Başbakan’ın ağzındaki nefret söylemi
Mehmet Kamış 01 Ocak 1970
Kullanılan şu ifadelere bakar mısınız?“İninize gireceğiz ininize. Didik didik edeceğiz ve devletin içindeki bu örgütleri teşhir edeceğiz.”
“Düğmeye dışarıdan basıldı, içerideki taşeronlar / piyonlar kullanıldı. Devlet içindeki örgüt suikast girişiminde bulundu.”
“Burada içinde ajanlık, casusluk olan, ihanet olan niyetler var.”
“Bu nasıl savcı? Dur bakalım seninle daha işimiz var, seninle işimiz var.”
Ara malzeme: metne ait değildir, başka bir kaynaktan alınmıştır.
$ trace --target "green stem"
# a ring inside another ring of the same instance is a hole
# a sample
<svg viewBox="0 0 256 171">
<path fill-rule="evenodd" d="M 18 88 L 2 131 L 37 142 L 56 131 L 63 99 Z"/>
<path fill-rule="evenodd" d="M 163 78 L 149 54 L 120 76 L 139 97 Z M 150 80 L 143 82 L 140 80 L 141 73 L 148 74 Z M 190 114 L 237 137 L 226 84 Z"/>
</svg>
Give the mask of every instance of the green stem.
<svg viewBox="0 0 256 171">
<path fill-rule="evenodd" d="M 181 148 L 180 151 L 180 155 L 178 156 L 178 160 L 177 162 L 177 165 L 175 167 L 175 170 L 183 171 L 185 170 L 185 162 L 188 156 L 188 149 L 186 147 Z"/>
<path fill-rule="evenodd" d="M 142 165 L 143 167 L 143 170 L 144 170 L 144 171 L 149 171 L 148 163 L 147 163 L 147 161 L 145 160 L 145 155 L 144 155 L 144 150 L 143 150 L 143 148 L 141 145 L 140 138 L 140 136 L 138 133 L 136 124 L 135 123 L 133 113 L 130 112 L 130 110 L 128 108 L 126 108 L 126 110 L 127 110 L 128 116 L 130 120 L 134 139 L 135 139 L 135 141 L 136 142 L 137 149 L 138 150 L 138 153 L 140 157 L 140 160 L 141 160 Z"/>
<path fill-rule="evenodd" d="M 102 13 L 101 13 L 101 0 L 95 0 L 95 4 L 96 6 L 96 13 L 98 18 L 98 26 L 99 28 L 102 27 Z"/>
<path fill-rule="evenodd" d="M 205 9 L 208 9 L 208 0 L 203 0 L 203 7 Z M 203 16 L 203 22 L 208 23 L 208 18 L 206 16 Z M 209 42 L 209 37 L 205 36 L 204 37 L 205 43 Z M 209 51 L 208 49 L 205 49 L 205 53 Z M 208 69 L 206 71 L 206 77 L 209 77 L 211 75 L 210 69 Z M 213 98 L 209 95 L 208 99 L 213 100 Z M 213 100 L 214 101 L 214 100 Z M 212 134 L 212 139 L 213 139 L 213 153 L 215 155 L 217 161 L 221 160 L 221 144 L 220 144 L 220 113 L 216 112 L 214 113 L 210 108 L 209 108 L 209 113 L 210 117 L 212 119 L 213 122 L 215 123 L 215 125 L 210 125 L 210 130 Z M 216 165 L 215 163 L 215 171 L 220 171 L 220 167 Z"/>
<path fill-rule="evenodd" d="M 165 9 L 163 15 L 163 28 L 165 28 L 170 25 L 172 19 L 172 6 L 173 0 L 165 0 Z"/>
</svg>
“Tarihte de bunu gördük. Büyük Selçuklu Devleti’nde yaşadık. Haşhaşiler denilen gözü dönmüş bir gizli örgütün devlet bünyesini nasıl esir almaya çalıştığını, gerektiğinde düşmanlarla nasıl işbirliğine gittiğini asırlar önce millet olarak yaşadık ve gördük.”
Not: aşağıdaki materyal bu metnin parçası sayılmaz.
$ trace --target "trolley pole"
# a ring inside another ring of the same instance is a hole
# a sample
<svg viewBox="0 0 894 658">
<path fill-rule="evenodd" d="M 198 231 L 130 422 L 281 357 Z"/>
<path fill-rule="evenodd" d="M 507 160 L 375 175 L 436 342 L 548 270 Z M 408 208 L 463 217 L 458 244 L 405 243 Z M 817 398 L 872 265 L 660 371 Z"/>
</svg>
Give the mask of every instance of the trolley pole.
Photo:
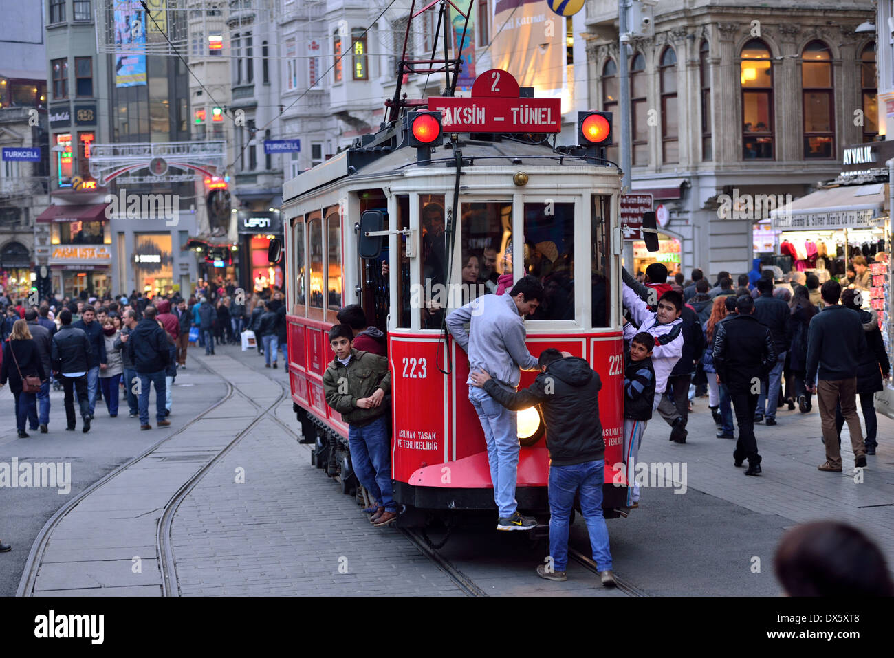
<svg viewBox="0 0 894 658">
<path fill-rule="evenodd" d="M 629 40 L 627 26 L 628 0 L 618 0 L 618 73 L 620 80 L 618 107 L 620 111 L 620 141 L 618 145 L 620 153 L 620 169 L 623 172 L 621 179 L 621 193 L 630 191 L 630 168 L 633 162 L 633 137 L 630 125 L 630 75 L 628 66 L 627 44 Z M 633 243 L 623 242 L 621 257 L 624 264 L 633 270 Z M 632 272 L 636 275 L 636 272 Z"/>
</svg>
“İşte bu örgütün başta Emniyet ve yargı olmak üzere devlet kurumlarında örgütlenerek siyaset, ekonomi, finans, ticaret gibi alanlarda inşa ettiği korku imparatorluğunun iyi anlaşılması ve iyi anlatılması gerekiyor.”
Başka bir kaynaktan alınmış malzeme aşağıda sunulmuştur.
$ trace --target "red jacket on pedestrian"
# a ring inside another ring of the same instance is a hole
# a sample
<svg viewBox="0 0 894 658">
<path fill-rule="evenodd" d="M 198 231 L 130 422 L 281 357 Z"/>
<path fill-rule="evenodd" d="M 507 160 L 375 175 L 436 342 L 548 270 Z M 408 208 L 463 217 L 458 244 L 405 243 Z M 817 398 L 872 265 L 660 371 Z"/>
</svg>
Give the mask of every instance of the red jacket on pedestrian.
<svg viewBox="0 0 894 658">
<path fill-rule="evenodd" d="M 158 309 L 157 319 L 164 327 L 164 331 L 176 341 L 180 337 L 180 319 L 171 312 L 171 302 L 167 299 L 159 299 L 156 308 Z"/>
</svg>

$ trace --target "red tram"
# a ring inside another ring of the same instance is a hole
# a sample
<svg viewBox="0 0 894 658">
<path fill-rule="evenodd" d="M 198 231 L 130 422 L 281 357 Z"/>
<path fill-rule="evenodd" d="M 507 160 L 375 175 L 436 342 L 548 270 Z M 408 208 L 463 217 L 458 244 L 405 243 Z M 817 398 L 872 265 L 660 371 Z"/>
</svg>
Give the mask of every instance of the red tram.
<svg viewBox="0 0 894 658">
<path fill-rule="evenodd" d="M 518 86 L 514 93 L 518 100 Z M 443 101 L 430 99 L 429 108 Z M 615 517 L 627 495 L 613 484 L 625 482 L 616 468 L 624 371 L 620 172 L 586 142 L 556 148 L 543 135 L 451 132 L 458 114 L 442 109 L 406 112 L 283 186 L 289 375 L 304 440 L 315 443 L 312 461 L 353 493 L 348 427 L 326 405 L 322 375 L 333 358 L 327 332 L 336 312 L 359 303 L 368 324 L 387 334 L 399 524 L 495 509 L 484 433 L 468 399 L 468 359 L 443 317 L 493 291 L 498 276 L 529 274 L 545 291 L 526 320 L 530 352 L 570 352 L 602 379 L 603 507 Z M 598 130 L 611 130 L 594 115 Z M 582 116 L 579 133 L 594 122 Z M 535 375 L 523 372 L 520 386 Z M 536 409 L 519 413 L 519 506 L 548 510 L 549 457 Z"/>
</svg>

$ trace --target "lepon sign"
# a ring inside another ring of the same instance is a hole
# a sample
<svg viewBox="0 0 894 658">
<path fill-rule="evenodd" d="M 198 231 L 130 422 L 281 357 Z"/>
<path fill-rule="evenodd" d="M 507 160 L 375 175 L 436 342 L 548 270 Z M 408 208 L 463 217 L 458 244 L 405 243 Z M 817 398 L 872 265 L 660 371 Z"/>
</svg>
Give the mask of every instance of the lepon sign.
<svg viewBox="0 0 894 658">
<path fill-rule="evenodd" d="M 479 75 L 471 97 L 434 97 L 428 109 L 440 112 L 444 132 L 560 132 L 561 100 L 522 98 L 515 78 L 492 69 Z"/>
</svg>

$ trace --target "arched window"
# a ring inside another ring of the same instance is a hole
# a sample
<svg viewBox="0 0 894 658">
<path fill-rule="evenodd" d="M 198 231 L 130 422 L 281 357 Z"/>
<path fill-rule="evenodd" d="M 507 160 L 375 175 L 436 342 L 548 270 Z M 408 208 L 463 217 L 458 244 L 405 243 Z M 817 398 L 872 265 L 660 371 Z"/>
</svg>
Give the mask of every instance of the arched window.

“Gizlenenlerden, sinsi bir virüs gibi bünyeyi işgal etmeye çalışanlardan olmadık. Yerin üzerinde güneşle yürümek varken; yerin altını, maskeleri tercih edenlerden olmadık ve olmayacağız.”
Bu cümleler, ülkedeki ‘ötekileştirme’yi ortadan kaldırma, sivil ve demokratik bir Anayasa yapma vaadiyle yönetime gelen ve bu yüzden halktan destek alan bir Hükümetin Başbakanı’nın ağzından çıktı. Bu sözler, Avrupa’nın herhangi bir ülkesinde bir başkası tarafından söylenseydi, nefret söylemi nedeniyle yargılanmayı gerektirirdi. Lügatlerdeki nefret söylemi maddelerine baktığınızda Başbakan’ın ve bazı hükümet yetkililerinin söylediklerinin, çok net biçimde bu kapsama girdiğini göreceksiniz.
Üstelik Başbakan, bu kadar sözü söylerken camiayı kastediyor, ancak bir meçhule ve müpheme söylüyor. Ortada hukukun ciddiye alabileceği hiçbir şey yok. İthamlarının yüzde doksan dokuzunun içi çağdaş hukuk normlarıyla doldurulmayacak şeyler. Bu öfkesinin görünen nedeni ise, bazı savcı ve polislerin bakan çocuklarıyla ilgili rüşvet ve yolsuzluk iddialarının üzerine gidiyor olması.
Başbakan kendisi gibi düşünmeyen, farklı bir fikir beyan herkesi anında karşı tarafa, vatana ihanet edenler(!) safına koyuyor. Hele dün TÜSİAD’a söyledikleri yenir yutulur gibi değil. O konuşmadan bazı cümleler şöyle: “Darbe girişimine karşı tavır koymuyorsunuz öyle mi? O zaman bizi karşınızda bulacaksınız. Sen küresel sermeye gelmez ifadesini kullanarak kendi hükümetini tehdit ediyorsun öyle mi? O zaman cevabını alacaksın. Sen hangi yüzle bu idarenin bakanlarını TÜSİAD’a davet edeceksin, bizimle herhangi bir işini görmeye geleceksin hangi yüzle? Kalkıp da TÜSİAD Başkanı, ‘Böyle bir ülkeye küresel sermaye gelmez’ diyemez. Diyorsa bu vatana ihanettir.” Yani; Başbakan gibi düşünmüyorsanız ihanet içindeki vatan hainlerisiniz! Neye canı sıkılıyorsa anında yüksek perdeden en ağır cümlelerle eleştiren, eleştirmekle de kalmayıp tehdit eden Başbakan’ın sözleri en ortalama demokrasilerde bile nefret söylemi kapsamına girecek nitelikler taşıyor.
Oysa AK Parti’nin varlık sebebi ötekileştirmeyi kaldırmak değil miydi? Yıllarca devlet otoritesini kullananlar tarafından horlanan, dışlanan, ötekileştirilen, tecrit ve tehdit edilenlere bir umut olsun diye kurulmamış mıydı bu parti? Adaletin ucu azıcık kendinize dokununca savunduğunuz her şeyi ama her şeyi kıymetsiz on paralık cam parçacıklarına mı dönüştürecektiniz?
Yoksa AK Parti sadece bir simülasyondan mı ibaretti?